Ai que saudades do tempo de criança. Naquela época tudo era maravilhoso: estar na casa da avó aos domingos, brincar na rua de pique - esconde, correr na praia, andar de bicicleta... eram inúmeras delicias os momentos vividos. Havia também os momentos em que uma coisa simples te arrancava um choro doloroso, um trovão era motivo pra correr pro colo do papai, um arranhão arrancava um suspiro de dó da mamãe.
O tempo passou, foi chegada a adolescência. Fase complicada: primeiro amor, primeiro beijo, primeira desilusão; desilusão essa que te fez chorar por dias dizendo a todos que não era nada; construção de amizades verdadeiras e aquelas também que julgávamos ser pra sempre, mas que foi desfeita num passe de mágica: não era verdadeira.

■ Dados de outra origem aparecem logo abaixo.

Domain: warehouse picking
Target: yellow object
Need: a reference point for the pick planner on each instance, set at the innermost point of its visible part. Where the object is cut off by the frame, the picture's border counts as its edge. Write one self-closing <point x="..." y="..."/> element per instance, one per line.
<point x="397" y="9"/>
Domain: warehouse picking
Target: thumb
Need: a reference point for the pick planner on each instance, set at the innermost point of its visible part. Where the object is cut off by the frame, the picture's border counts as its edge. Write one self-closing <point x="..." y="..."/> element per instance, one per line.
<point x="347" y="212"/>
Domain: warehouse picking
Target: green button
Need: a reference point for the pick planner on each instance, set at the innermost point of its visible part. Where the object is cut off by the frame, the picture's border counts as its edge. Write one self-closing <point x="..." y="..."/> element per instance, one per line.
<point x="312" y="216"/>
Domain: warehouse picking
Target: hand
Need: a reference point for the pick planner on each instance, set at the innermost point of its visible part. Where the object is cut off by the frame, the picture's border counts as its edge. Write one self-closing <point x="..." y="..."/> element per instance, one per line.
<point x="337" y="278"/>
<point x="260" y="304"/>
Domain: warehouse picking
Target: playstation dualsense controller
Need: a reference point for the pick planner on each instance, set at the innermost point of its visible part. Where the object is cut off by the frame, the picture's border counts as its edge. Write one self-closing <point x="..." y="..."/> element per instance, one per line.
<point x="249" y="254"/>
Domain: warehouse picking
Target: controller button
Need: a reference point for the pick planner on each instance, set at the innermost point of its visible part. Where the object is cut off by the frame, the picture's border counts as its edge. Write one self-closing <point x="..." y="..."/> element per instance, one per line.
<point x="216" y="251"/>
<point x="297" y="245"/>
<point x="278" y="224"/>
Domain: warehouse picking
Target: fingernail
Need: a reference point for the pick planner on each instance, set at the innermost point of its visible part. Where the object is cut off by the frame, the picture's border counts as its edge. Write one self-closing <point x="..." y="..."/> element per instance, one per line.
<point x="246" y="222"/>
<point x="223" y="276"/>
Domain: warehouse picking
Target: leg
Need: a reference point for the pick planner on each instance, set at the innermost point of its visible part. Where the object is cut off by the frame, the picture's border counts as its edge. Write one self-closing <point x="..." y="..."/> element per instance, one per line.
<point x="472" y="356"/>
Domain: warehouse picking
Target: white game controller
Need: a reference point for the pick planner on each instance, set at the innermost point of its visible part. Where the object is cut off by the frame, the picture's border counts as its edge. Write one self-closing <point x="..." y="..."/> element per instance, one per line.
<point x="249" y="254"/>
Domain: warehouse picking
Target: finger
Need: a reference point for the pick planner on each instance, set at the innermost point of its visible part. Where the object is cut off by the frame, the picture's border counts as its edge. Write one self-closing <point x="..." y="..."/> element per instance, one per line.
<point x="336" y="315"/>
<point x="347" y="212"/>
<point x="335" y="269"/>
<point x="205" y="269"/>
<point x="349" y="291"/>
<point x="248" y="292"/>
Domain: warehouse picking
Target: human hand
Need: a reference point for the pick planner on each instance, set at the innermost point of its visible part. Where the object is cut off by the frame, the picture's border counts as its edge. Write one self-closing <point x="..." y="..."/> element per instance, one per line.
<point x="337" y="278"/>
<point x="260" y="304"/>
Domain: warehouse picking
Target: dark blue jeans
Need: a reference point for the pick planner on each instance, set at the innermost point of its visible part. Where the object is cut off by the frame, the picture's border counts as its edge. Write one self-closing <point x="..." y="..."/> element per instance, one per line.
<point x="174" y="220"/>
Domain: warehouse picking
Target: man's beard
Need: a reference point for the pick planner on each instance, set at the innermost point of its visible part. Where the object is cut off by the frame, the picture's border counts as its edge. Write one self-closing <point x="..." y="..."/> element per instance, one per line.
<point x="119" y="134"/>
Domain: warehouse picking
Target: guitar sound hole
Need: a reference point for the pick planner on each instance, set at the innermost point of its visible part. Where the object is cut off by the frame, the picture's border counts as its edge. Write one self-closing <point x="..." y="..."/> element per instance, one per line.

Diante da saudade do passado vem o desejo de construir uma máquina do tempo para retornar aos momentos perfeitos da infância, mas num instante cai a ficha e lembro-me que esse desejo de viajar no tempo vem desde criança. Naquela tenra idade meu desejo  era conhecer o futuro, ficar adulto porque naquela época não sabia que ali era o melhor lugar, ali na casa da vovó, no colo do papai, nas brincadeiras inocentes. A saudade aperta na medida em que as coisas se complicam mais, quando os domingos são monótonos, quando já não podemos mais correr pros braços de nossos pais, quando a vida é severa demais e já não se pode mais chorar um choro doloroso, nem se esconder debaixo dos lençóis como costumávamos fazer quando o trovão era muito forte.